Data Science Institute

Tongtong ZhaoHow did you first become interested in data science?

My interest in data science stemmed from my love for pure mathematics, particularly mathematical logic. However, I discovered the practical application of my mathematical knowledge when I took a data science course during my undergraduate studies. It was fascinating to see how mathematical models could be used to help people in the real world. I was drawn to the idea of applying theoretical concepts to real-life problems, as opposed to solely focusing on abstract ideas. I realized that mathematics didn't have to be esoteric and inaccessible to people.

Data science was a way to bridge the gap between mathematical theory and practical application, making it more approachable and accessible to a wider audience. Ultimately, my interest in data science is rooted in the desire to use my mathematical background to solve real-world problems and to show people that math doesn't have to be intimidating or unapproachable.

What was your practicum project and what did you learn from it?

For my practicum project, I worked with Professor Alice Paul on a clinical risk prediction project. Our goal was to build an optimized risk prediction model for children's annual check-ups using clinical records. We preprocessed clinical records and used logistic regression and coordinate descent method to build the new model with python and R. The model achieved an accuracy of over 90%. We also built an end-to-end pipeline for the project.
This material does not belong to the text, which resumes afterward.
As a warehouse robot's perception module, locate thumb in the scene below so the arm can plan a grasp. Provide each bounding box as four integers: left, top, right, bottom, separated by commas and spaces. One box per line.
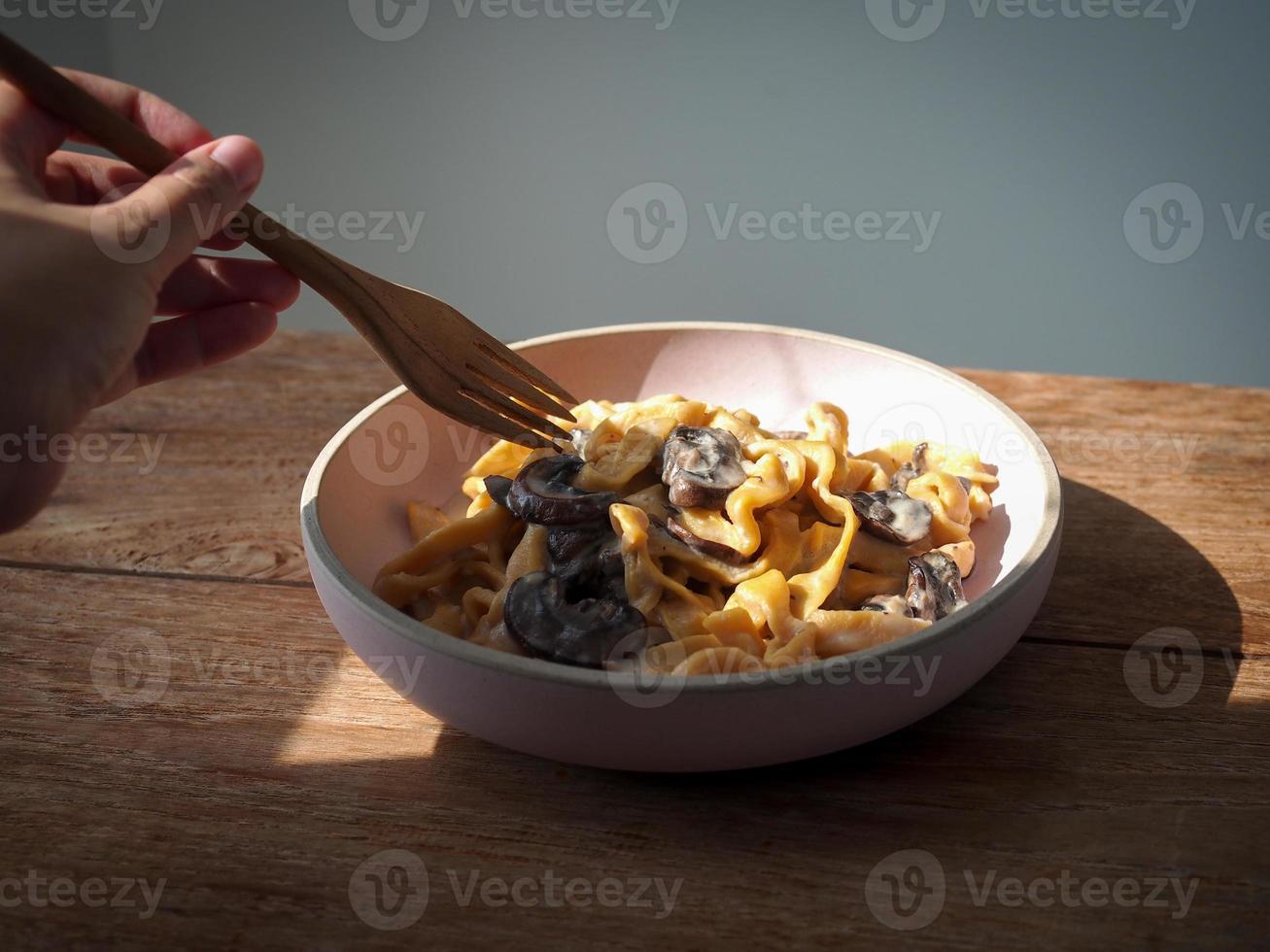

One of the key things I learned from this project was the importance of understanding the mathematical logic and equations behind the model. By understanding the underlying mathematical concepts, we were able to build a more accurate and optimized model for clinical risk prediction. I also learned how to interpret the results of the model. Furthermore, understanding the mathematical logic behind the model allowed me to customize and optimize the model to suit our specific project needs. I was able to experiment with different parameters and features to improve the accuracy of the model. Currently, we are preparing a publication on our findings and working on creating an R package for the model.

This project provided me with invaluable hands-on experience in data science and reinforced my passion for using data to solve real-world problems.

What are some of the most important skills you learned from the program?

Throughout the program, I developed a variety of technical skills such as data manipulation, statistical analysis, and machine learning.  Beyond the technical skills, I also learned valuable lessons on how to be a successful and ethical data scientist. The program emphasized the importance of data privacy, bias mitigation, and transparency in the data science process. Understanding the ethical implications of data science and being able to make ethical decisions is a critical skill for any data scientist.

Is there anything else you'd like to share about your experience in the program?

I had a wonderful experience in the program, thanks to the amazing professors and staff who were always available to help and provide guidance. The program had a great atmosphere for learning, which was further enhanced by my supportive classmates. We had a great dynamic and helped each other learn and grow. We shared our thoughts, ideas, and feedback which helped us improve both individually and as a group.